First, he notes that, in response to the crisis, there has been a groundswell of recent interest in modelling economic and financial systems as complex, adaptive networks. Should they enter the mainstream economics profession, those models would provide a realistic prospect of generating the sorts of discontinuities in real and financial variables that have been evident over recent years. But, he notes: “Doing so will require a fairly fundamental re-think of the foundations of modern-day economics, finance and econometrics.”
Second, he argues that risk management tools used by financial institutions, ranging from market risk models such as Value-at-Risk and option pricing models to credit risk models, can lead to material mis‑pricing of risk. Recent losses at JPMorgan are evidence of that. This points to the need for a rethink of core risk management tools including, importantly, models used to set regulatory capital requirements. “That was a key fault-line during the crisis and, as recent experience attests, remains a key fault-line today.”

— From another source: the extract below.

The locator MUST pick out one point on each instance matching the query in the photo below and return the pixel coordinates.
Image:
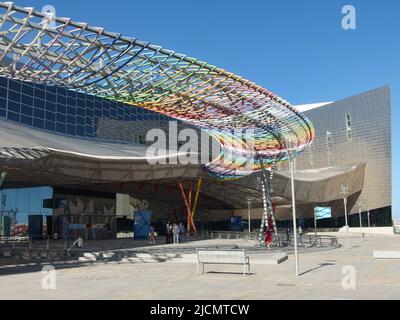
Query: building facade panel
(356, 129)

Third, he believes there is a need for a systemic oversight agency, able to monitor and potentially model actions and interactions among the moving pieces of the financial system. Andrew Haldane notes that systemic risk agencies have been created since the crisis in the UK, US and Europe. He argues that the systemic risk regulator can provide individual firms with a systemic risk map and give early risk warnings to enable defensive actions to be taken.
He says that international regulators must also re-calibrate regulatory rules with an eye to systemic risk. “In a complex, uncertain environment, the only fail-safe way of protecting against systemic collapse is to act on the structure of the overall system, rather than the behaviour of each individual within it.” He adds that: “Regulatory rules of the past sought to reflect risk. Regulatory rules of the future will need to seek to reflect uncertainty.” One implication of this is that fine-tuned policy responses can come at a potentially considerable cost, because complex intervention rules may simply add to uncertainties in the system. Regulation has, he notes, learned some of these lessons with the adoption of simple rules such as the leverage ratio and structural, fail-safe, policies such as the Volcker rule in the US and the Vickers proposals in the UK. But he says that there is further to go.